Das menschliche Gehirn kann das Konzept Gott nicht fassen – aber das, was wir von dieser strahlenden Höhe empfangen können, ist völlig ausreichend, um das Licht wahrzunehmen, und Gerechtigkeit ist eine seiner Wellen.
Eine transzendente, jenseitige ethische Mathematik wird uns etwas bieten, das uns erstaunlich erscheinen würde.
Und wieder läutet die Glocke für alle und überflutet die Seele mit Wellen der Besorgnis: Die Gräueltaten des Krieges, die Armut alter Menschen, die Verehrung falscher Götter – und erneut rebelliert das Gefühl von Gerechtigkeit, das in unser Bewusstsein eingeschrieben ist – egal wie es sich äußert –, und erneut quält die Frage: Was kann ich denn tun?

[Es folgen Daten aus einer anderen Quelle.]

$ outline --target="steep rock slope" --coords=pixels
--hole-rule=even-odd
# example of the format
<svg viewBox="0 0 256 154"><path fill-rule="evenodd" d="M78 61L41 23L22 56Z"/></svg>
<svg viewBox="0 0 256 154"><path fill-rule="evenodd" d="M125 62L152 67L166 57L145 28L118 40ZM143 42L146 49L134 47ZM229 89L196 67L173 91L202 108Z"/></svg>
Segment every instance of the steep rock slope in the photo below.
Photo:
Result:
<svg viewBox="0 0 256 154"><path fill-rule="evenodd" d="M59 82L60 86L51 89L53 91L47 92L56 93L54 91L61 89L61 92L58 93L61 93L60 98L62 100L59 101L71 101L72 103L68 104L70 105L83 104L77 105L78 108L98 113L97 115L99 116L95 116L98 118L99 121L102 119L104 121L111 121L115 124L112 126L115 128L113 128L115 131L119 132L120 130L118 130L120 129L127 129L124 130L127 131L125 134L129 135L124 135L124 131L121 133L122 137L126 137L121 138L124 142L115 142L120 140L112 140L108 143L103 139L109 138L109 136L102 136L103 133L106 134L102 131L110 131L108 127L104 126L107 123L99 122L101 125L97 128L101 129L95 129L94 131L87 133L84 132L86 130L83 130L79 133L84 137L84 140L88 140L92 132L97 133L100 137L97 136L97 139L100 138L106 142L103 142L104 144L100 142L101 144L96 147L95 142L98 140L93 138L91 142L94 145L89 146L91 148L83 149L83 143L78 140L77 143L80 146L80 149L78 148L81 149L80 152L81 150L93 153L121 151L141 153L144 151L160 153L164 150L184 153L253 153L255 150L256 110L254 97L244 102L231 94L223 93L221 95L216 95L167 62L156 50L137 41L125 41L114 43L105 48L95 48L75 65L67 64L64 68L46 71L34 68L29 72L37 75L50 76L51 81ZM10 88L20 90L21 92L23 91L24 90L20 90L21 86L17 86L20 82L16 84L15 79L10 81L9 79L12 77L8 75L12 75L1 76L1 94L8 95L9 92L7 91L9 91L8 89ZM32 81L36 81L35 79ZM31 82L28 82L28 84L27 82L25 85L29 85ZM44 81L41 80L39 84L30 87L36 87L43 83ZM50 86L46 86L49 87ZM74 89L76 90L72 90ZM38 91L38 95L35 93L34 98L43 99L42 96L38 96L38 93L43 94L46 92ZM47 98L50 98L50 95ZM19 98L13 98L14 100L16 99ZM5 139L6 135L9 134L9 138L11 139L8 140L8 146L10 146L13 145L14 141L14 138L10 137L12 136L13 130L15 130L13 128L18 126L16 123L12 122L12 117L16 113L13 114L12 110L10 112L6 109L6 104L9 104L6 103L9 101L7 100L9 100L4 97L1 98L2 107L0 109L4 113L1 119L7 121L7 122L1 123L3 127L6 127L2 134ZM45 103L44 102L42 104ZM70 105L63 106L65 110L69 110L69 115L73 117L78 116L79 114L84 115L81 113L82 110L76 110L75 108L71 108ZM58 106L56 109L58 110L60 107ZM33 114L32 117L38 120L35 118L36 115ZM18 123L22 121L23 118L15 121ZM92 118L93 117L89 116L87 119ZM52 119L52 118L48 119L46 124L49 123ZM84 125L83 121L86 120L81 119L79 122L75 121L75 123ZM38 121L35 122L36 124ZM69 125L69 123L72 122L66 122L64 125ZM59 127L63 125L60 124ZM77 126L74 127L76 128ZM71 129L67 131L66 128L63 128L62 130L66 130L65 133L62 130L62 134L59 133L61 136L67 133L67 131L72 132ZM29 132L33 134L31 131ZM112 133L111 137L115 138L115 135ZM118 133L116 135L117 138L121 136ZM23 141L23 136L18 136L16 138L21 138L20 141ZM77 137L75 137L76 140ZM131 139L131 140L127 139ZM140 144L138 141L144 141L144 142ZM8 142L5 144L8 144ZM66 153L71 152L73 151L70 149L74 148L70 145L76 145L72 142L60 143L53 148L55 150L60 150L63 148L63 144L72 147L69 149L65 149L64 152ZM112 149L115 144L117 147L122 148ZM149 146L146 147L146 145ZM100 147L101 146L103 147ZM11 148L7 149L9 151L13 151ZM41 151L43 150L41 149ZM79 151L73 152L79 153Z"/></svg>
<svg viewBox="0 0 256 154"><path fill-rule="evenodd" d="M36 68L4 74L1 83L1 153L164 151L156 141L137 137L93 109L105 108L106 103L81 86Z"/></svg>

Viel. Verändere nicht das semantische Gleichgewicht mit einem Gedanken oder einer Handlung – verändere es nicht, indem du dich so an das wahre, mystische Gold der Gerechtigkeit berührst. Verändere es nicht – dann wird er es auch nicht. Zwei sind stärker.
Bemühungen, die uns näher ans Reich des Lichts bringen, können kein Samen sein, der auf Steine verstreut wird...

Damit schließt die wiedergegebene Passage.